Descriptive Statistics Concepts Required for Data Science

Rina Mondal
8 min readJan 4, 2024

--

Descriptive statistics are methods used to summarize and describe the main features of a collection of data in a straightforward way. They help us understand and interpret the data without making any assumptions or inferences beyond the data at hand.

Common measures of descriptive statistics include:

.Descriptive Statistics

1. Measures of Central Tendency:

Measures of central tendency are statistical metrics used to identify the central point or typical value within a set of data. They provide a summary of the data and give an indication of where most values in a distribution fall.

i. Mean (Average): The sum of all values divided by the number of values.

Suppose you have the following list representing the scores of five students
in a mathematics test:

#import numpy as np
x=[85,90,88,92,87]
np.mean(x)// using numpy function

#O/t- 88.4 (Avg of all values in a sample)

Two Other types of Means are: A. Weighted Mean B. Trimmed Mean

A. Weighted Mean: The weighted mean is a measure of central tendency that takes into account the weights assigned to each data point.

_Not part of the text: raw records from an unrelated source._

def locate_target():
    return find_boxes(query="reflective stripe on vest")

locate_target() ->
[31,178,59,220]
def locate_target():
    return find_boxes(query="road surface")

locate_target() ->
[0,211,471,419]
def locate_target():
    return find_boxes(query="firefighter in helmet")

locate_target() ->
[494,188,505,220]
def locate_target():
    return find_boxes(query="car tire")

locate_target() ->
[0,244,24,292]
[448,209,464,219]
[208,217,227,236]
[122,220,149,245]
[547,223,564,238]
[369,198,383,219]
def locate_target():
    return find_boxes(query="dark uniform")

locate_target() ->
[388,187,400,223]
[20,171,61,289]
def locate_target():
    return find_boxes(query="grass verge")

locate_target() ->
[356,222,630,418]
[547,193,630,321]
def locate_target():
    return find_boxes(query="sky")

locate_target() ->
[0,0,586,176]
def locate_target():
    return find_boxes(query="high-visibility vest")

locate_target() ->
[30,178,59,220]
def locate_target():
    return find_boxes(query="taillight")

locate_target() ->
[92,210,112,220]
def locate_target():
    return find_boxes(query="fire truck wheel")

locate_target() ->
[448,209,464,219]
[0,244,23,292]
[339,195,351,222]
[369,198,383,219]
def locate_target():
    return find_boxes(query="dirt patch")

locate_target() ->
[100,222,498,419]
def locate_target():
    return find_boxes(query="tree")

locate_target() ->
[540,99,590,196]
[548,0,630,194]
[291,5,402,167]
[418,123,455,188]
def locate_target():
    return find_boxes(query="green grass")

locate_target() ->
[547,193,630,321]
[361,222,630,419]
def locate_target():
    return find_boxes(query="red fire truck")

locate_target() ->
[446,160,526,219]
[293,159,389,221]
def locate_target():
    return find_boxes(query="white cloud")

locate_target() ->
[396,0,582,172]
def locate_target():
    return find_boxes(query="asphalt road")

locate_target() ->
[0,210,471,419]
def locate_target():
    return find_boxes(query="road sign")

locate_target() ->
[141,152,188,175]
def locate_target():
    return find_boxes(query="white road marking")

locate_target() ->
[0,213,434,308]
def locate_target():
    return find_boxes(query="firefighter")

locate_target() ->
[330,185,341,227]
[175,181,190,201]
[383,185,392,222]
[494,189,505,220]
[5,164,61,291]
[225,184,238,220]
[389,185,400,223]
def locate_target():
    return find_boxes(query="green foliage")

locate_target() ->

It is calculated by multiplying each data point by its corresponding weight, summing up these products, and then dividing by the sum of the weights.

It is useful when some values contribute more to the overall average than others.

# Example data and weights
data = [2, 3, 4, 5]
weights = [0.1, 0.2, 0.3, 0.4]

# Calculate the weighted mean
weighted_mean = sum(x * w for x, w in zip(data, weights)) / sum(weights)

# Print the result
print("Weighted Mean:", weighted_mean)

#O/t- Weighted Mean: 4.0

#By numpy Function

# Calculate the weighted mean
weighted_mean = np.average(values, weights=weights)
print("Weighted mean:", weighted_mean)

B. Trimmed Mean: A measure of central tendency that involves removing a certain percentage of the smallest and largest values in a dataset and then calculating the mean of the remaining value.

from scipy.stats import trim_mean
import numpy as np

# Example dataset
data = np.array([2, 3, 4, 5, 2, 6, 4, 8, 2, 6, 4, 8, 8, 8])

# Specify the percentage to trim from both ends (e.g., 10%)
trim_percentage = 0.10

# Calculate the trimmed mean
trimmed_mean = trim_mean(data, proportiontocut=trim_percentage)

# Print the result
print("Trimmed Mean:", trimmed_mean)

#O/t- Trimmed Mean: 5.0

ii. Median: The middle value in a dataset when it is ordered. It separates the higher half from the lower half.

import numpy as np
x=[85,90,78,92,87]
np.median(x)

#O/t- 87 // It will first sort and then find the middle value

iii. Mode: The value that occurs most frequently in a dataset.

from scipy.stats import mode
import numpy as np
x=np.array ([85,78,78,92,87])
mode(x)

#O/t- ModeResult(mode=78, count=2)

2. Measures of Dispersion (Variability):

Measures of dispersion, also known as measures of variability or spread, describe how much the data values in a dataset differ from each other and from the central tendency (mean, median, mode).
i. Range:
The difference between the maximum and minimum values in a dataset.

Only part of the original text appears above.